Emma waited then, until Lucy began to tell her, between choking gulps of air, not about the pears or the quarry but about a trip she had taken a few weeks ago, late at night, while the rest of the family slept. She described a ride in a truck full of whiskey, her near capture, a man’s foot on her back, heavier than her carry bag at the quarry, his foot bruising her ribs. There was some kind of search, lights beaming through the coat that covered her, the man’s foot pressing harder, a deal struck, her nose smashed against the truck floor. Emma hardly breathed as Lucy spoke. Apparently it wasn’t just the job: Lucy had a whole life, a species of courage, Emma knew nothing about. You found a newborn and she seemed blanker, somehow, than the newborns you had birthed, free of any history, exempted from her own ties, more yours . But of course she wasn’t any more yours than they were, which was to say less and less all the time.

Still, Emma did not understand where the story was heading, not until Lucy described climbing out of the truck at the Eastern Point Yacht Club. Even then, Emma could not believe it. How could she? She was late, as usual, with laundry. She had not yet found the torn newsprint with Beatrice Cohn’s likeness in the pocket of Liam’s pants. But then Lucy told her about slipping through the gap in the honeysuckle, walking up through the pear trees, swinging a leg onto the terrace of the house where she had been born.

She looked at Emma and said, with sudden coherence: “I saw my mother.”

“Lucy…” Emma started to say, but Lucy went on, not noticing or caring about Emma’s astonished tears.

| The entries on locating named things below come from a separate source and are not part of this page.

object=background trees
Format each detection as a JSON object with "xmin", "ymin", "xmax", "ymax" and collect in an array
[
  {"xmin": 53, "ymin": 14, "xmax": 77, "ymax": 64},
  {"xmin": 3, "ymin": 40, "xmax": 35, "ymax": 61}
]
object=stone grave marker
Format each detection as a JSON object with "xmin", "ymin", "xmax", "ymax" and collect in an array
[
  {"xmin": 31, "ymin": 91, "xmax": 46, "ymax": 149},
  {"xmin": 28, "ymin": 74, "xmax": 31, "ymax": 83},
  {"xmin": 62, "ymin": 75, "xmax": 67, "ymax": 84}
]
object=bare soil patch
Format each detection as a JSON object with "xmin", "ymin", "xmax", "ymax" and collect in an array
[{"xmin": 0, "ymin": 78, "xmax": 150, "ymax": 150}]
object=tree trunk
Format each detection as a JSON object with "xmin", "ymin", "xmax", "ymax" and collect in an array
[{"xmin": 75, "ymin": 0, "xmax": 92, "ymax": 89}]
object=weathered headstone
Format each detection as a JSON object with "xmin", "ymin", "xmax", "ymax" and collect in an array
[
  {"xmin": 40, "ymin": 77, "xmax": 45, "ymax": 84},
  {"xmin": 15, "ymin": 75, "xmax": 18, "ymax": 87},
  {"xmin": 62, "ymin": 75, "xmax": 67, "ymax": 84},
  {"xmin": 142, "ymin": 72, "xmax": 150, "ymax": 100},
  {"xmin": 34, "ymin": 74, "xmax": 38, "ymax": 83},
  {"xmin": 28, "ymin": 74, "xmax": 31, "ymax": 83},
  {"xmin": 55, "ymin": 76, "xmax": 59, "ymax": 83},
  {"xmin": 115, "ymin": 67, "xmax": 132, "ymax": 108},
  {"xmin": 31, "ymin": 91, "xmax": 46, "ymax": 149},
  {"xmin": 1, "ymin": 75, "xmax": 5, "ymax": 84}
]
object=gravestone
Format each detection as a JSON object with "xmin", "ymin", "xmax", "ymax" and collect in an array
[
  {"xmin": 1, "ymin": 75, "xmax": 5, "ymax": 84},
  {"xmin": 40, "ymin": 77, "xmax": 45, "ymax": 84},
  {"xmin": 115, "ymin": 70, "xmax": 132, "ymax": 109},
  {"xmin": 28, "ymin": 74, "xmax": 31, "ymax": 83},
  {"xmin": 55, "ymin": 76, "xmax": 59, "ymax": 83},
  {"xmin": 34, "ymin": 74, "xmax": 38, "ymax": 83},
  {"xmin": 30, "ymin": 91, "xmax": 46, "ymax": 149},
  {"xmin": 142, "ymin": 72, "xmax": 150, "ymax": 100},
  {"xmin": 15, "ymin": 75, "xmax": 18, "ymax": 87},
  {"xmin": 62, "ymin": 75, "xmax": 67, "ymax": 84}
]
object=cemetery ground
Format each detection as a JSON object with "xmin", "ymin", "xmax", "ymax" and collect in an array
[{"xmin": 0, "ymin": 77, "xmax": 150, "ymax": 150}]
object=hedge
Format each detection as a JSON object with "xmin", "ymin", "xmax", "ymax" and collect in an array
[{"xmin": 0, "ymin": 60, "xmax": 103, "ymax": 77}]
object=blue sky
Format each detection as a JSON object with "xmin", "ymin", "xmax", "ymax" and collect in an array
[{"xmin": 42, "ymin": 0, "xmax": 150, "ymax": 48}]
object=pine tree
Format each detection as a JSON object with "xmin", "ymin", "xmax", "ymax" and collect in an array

“She looks just like me! Anyone could see it! Why didn’t you tell me?”

“I—”

“What were you doing working for her?”

“I—”

“How could you not have told me she was right there all this time?”

“Lucy—”

“You take me from her, then you go back and don’t even tell me?”

“I didn’t take you.”

“You did!”

“She left you.”

Lucy glared at Emma. Her breath was ragged from crying, her hair wild, poor Lucy with her wild hair Emma had no idea how to care for.